First, charter schools are public schools. Second, many charter schools do great things and are great schools and have nothing to do with privatization.
To be sure, there are some charter schools that fit yours and Diane's description and I'm sure some regular public schools are doing great things too. :-)

The image of charter schools as a threat to the democratic control of public schools feeds irrational fear and doesn't do anything to further rational examination of the complexities and variations.

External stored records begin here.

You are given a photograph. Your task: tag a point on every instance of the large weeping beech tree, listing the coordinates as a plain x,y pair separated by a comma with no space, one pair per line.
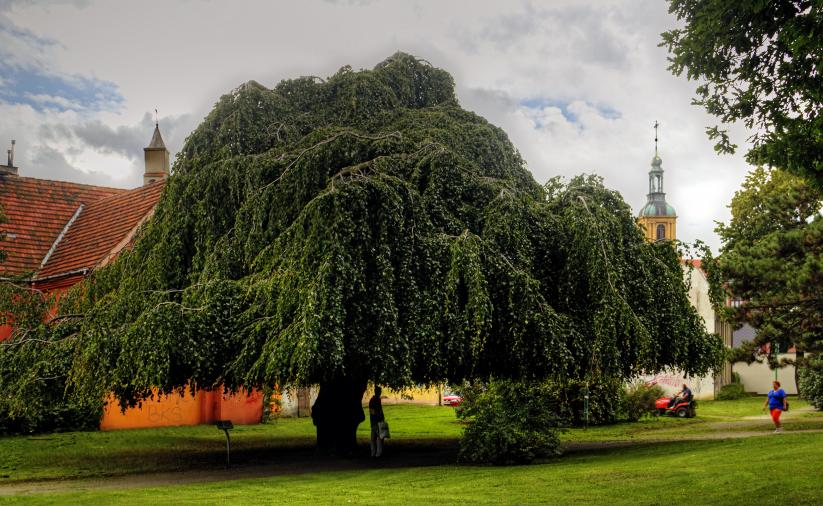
366,228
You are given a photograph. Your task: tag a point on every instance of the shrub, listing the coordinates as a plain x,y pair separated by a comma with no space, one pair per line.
604,401
731,392
638,400
508,423
810,378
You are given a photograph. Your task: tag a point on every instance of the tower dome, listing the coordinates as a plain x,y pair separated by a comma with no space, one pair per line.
657,216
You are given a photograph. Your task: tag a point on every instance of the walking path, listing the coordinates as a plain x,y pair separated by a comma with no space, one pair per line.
309,463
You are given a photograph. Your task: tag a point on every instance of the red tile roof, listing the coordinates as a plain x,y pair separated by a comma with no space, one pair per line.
37,211
102,229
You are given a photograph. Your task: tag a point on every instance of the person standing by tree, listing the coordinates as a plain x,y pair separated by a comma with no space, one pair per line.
777,404
376,418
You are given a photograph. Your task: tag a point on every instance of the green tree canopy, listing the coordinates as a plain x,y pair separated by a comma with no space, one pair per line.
367,228
758,61
771,263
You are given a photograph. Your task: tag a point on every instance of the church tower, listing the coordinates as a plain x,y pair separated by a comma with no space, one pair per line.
657,218
157,158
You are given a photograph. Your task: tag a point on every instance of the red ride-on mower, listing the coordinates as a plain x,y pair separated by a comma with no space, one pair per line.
681,409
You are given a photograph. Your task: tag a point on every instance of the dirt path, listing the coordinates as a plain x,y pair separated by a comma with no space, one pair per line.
307,463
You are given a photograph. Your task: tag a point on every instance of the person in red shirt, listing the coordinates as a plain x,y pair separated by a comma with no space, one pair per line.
776,402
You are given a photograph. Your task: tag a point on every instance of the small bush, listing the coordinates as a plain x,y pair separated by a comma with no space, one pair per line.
810,378
604,401
638,400
508,423
731,392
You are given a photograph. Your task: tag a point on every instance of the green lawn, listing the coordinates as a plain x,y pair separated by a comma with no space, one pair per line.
721,470
745,471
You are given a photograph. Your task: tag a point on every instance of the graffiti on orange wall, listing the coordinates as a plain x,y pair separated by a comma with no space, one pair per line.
185,409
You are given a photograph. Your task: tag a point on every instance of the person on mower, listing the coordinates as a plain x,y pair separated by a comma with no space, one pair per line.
684,395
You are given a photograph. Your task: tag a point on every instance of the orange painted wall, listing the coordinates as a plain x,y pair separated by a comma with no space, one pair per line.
202,407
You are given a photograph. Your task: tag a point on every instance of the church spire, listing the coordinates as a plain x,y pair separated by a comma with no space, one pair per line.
156,156
657,216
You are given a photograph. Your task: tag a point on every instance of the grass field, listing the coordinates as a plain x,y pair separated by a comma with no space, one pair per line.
656,467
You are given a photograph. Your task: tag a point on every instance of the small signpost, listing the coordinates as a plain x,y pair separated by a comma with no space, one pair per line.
226,426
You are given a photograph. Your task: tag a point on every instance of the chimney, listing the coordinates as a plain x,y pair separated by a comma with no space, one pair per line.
157,158
10,169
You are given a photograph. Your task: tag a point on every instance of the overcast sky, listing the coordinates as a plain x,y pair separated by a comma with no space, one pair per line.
576,84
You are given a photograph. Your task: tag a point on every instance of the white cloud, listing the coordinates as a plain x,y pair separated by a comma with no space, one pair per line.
576,84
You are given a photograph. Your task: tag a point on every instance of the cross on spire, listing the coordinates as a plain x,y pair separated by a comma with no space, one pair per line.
656,124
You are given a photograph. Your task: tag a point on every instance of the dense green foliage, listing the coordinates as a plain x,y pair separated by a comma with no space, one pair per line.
603,406
508,422
758,62
638,400
731,392
771,263
367,227
811,382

I'm just a little guy and don't have the stature to take on Diane on this one. But I did what little I could to try to further more open and rational discourse on the subject and will continue to do so.



Dan Drmacich's picture

Interesting column, Mark, in that you've challenged some important elements of Diane Ravitch's criticisms. I hope she comments on it & provides more clarity and opportunities for discussion. One criticism of charter schools, that you did not comment on, is the issue of whether urban charters, are focusing upon equal numbers of ESL, Special Education & behavioral-problem students , when compared to the school districts they are drawing their students from. Given the enormous, complex issues that concentrated poverty results in for many students, their classrooms, teachers & schools, escape from such an environment to a smaller charter school, that may be able to meet a student's needs, would be a reasonable move for motivated parents and students. The results, however, are urban schools that are further segregated with more ESL, Special Ed., & behavioral-problem students, or those whose parent(s) are not motivated as those seeking an alternative. The sad scenario is that many of our government leaders and the corporations who are influencing them, are touting charter schools as "the" answer to meeting student needs, while ignoring the more critical issues of the impact of concentrated poverty and racial/socio-economic segregation on students.